Among gossip generated by last Friday's reveal of Chaffin's Barn Dinner Theatre's fall musical - MAMMA MIA! starring Martha Wilkinson and directed by Bradley Moore - is the completely unverified news that Broadway veteran and Nashvillian for the past five or so years Rachel Potter (The Addams Family and Evita on Broadway and NBC's The Voice) may have been precast as Sophie in the musical filled with the very best songs from the ABBA catalogue. We remain unconvinced, but if it happens, remember you read it here first!

Today, we send out wishes of "Happy Birthday" to some particularly talented theater-types including: actress-director-producer-teacher Stefani Paige; Nashville Ballet's Brett Andrew Sjoblom; actor-playwright Andrew Strong; and Nashville native and stage manager par excellence Claire Jarman. They share their special day with Equus playwright Peter Shaffer, The Effect of Gamma Rays on Man-in-the-Moon Marigolds writer Paul Zindel, actress Lainie Kazan (who starred as Miriam Goldman, the role now played by Layne Sasser at The Barn, in the film version of Beau Jest), Paul Rudd, Cleavant Derricks and Jason Graae.

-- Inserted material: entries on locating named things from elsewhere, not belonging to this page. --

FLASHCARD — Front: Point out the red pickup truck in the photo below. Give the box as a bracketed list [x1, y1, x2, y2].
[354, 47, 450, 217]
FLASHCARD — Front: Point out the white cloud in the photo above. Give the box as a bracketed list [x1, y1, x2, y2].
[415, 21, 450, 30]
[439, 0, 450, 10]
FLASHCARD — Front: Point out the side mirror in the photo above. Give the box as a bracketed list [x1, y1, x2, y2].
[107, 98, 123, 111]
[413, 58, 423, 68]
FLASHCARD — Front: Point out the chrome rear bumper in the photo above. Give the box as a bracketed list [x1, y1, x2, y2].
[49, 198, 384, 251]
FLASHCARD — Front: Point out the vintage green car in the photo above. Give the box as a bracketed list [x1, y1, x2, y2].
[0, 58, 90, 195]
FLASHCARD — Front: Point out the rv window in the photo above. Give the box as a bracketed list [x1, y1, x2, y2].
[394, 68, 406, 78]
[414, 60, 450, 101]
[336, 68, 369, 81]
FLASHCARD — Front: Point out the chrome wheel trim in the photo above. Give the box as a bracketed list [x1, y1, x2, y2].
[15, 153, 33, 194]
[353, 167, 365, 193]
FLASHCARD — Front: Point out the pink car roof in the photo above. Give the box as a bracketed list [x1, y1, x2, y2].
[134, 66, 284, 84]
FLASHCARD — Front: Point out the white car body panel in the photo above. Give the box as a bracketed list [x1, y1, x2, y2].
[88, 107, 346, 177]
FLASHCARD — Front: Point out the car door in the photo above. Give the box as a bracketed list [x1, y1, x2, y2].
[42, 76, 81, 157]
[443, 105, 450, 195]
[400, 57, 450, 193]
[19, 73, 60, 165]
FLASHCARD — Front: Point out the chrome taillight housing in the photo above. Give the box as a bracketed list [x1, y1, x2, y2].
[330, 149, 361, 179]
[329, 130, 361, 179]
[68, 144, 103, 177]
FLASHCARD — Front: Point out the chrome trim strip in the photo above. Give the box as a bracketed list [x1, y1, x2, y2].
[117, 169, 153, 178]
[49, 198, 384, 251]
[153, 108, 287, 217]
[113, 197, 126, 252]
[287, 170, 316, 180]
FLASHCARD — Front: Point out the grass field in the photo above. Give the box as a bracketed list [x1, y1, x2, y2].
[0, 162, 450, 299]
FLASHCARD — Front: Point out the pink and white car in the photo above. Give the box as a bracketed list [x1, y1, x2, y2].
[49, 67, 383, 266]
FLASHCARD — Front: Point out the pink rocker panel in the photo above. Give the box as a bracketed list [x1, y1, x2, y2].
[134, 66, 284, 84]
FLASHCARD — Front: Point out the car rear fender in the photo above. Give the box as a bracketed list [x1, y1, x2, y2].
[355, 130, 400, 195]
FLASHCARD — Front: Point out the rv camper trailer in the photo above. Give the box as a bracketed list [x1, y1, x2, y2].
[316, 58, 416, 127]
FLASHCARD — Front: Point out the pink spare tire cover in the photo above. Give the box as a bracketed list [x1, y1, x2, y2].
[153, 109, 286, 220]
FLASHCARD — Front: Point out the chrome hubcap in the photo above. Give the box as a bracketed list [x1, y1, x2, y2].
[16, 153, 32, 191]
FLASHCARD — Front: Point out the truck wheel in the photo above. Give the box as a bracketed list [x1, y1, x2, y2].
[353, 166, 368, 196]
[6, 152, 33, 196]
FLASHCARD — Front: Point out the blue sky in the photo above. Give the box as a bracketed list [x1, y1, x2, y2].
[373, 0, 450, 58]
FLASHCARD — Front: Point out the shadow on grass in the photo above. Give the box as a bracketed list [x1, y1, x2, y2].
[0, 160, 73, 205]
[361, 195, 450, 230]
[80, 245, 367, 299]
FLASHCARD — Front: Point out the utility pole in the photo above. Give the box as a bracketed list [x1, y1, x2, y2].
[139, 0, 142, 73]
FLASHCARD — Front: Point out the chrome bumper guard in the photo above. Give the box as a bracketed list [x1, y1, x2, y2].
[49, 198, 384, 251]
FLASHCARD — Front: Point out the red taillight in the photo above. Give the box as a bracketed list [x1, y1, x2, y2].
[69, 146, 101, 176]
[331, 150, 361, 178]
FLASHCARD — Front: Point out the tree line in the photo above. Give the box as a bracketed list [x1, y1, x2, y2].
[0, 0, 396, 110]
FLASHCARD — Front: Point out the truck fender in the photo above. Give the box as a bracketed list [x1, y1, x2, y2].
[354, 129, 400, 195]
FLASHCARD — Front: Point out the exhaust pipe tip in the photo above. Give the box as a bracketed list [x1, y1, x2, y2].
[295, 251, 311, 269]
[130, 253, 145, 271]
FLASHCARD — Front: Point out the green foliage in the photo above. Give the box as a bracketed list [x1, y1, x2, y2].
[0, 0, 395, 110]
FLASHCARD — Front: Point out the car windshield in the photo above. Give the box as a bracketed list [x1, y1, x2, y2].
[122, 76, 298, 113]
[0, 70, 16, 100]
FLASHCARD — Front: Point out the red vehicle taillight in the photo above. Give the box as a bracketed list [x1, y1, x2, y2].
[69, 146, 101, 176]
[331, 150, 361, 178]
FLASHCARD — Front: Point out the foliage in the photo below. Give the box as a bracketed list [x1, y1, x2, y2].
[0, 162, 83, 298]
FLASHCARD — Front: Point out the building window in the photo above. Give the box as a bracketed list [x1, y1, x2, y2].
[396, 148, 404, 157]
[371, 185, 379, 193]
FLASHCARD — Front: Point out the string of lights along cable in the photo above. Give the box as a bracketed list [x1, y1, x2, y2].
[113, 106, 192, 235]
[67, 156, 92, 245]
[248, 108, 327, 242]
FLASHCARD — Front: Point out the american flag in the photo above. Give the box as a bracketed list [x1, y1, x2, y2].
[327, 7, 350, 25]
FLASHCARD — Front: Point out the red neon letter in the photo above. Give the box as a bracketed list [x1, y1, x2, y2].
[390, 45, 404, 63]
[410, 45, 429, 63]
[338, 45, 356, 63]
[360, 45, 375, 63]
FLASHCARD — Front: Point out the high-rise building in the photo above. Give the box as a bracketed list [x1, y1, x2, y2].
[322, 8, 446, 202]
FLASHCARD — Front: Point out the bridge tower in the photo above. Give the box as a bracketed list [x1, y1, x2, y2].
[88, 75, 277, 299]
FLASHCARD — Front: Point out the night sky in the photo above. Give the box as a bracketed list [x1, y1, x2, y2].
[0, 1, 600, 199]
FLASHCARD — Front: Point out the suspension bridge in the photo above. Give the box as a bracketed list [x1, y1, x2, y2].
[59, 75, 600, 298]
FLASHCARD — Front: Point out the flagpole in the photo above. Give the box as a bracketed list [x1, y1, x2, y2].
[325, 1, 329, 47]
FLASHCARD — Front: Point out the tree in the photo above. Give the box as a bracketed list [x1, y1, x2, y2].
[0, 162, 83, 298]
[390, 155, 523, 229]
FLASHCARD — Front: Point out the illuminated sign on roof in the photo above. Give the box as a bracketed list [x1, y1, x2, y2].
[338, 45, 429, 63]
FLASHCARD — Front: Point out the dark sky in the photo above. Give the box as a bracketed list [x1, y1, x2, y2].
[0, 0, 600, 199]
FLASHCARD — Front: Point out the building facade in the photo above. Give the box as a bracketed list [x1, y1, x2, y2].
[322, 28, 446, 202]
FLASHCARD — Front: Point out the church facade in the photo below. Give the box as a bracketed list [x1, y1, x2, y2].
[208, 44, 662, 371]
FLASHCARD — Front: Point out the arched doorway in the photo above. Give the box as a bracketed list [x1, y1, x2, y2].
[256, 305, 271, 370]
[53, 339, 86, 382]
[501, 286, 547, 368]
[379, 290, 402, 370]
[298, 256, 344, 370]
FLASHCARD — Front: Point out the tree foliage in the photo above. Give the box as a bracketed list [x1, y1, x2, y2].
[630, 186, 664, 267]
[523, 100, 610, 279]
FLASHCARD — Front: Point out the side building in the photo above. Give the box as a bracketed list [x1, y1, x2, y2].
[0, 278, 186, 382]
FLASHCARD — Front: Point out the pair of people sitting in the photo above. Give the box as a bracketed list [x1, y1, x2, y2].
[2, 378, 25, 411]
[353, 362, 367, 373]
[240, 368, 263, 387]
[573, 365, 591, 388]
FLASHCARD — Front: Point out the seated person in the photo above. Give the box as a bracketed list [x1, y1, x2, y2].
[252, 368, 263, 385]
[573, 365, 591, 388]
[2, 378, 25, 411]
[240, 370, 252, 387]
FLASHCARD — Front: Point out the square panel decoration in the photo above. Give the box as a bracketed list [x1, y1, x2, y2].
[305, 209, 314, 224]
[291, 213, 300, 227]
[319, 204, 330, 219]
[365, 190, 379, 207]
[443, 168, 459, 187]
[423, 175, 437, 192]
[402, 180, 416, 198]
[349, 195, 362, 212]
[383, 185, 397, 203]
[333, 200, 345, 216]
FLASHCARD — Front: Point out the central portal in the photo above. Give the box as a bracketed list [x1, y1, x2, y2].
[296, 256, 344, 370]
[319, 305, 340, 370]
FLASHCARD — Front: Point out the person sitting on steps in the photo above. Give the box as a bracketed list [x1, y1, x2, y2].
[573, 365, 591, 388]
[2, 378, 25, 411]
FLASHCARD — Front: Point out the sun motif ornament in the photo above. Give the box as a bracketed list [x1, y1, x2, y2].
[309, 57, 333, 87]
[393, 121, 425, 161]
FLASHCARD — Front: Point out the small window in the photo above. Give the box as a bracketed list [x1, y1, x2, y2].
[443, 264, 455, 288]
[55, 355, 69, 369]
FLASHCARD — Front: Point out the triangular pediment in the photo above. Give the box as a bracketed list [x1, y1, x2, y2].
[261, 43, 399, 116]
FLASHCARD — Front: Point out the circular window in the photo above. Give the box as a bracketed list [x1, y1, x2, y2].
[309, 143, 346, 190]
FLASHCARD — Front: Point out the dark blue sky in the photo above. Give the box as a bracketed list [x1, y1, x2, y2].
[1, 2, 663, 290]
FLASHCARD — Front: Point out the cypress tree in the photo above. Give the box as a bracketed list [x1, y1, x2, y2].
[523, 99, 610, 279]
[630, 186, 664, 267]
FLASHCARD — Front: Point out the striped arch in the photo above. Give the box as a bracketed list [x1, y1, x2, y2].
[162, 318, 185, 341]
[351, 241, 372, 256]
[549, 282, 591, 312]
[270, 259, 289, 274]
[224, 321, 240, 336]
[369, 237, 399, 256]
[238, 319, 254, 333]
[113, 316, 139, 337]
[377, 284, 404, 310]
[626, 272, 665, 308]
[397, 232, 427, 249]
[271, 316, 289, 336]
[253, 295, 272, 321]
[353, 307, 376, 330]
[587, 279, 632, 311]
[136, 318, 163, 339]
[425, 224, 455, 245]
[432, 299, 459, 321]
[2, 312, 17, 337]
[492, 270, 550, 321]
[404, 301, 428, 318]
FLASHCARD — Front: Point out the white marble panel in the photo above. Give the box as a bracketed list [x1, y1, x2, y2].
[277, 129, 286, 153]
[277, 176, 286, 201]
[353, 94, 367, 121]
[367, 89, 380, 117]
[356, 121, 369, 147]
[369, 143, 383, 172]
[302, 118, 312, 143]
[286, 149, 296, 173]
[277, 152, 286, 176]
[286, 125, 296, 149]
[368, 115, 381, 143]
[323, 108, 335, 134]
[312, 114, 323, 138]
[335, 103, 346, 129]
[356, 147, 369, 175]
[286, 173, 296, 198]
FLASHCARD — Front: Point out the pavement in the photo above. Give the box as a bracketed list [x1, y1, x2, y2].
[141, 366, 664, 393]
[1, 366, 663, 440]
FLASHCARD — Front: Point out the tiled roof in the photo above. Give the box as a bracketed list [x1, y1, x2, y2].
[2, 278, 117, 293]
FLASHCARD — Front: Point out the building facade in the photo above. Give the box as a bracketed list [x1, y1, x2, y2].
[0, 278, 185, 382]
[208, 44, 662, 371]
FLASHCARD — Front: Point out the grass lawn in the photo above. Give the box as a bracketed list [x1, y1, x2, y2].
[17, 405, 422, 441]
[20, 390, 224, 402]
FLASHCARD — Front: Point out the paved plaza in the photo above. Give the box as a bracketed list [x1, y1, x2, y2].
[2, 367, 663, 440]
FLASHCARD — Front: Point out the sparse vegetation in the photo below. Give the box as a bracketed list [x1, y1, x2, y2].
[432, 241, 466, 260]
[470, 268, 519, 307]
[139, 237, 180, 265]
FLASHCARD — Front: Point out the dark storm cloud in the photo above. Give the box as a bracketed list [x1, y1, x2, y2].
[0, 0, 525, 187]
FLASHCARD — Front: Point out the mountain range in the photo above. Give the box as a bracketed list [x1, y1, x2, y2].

In theatrical history, on this date in 1935, future Scarlett O'Hara and Blanche Dubois, the exquisite Vivien Leigh starred in The Mask of Virtue in London; Tyrone Guthrie died in 1971, at the age of 70; and in 2012, a developmental lab of The Landing, a three-part musical by John Kander and Greg Pierce, began performances off-Broadway at The Vineyard Theatre, marking Kander's first full collaboration with another writer since the death of Fred Ebb some eight years earlier. The show was presented in a full production at the Vineyard in 2103.

And that, gentle readers, is all the theatrical news that's fit to print for Monday, May 15! Until tomorrow, be sure to CELEBRATE THE MAGIC OF LIVE THEATRE!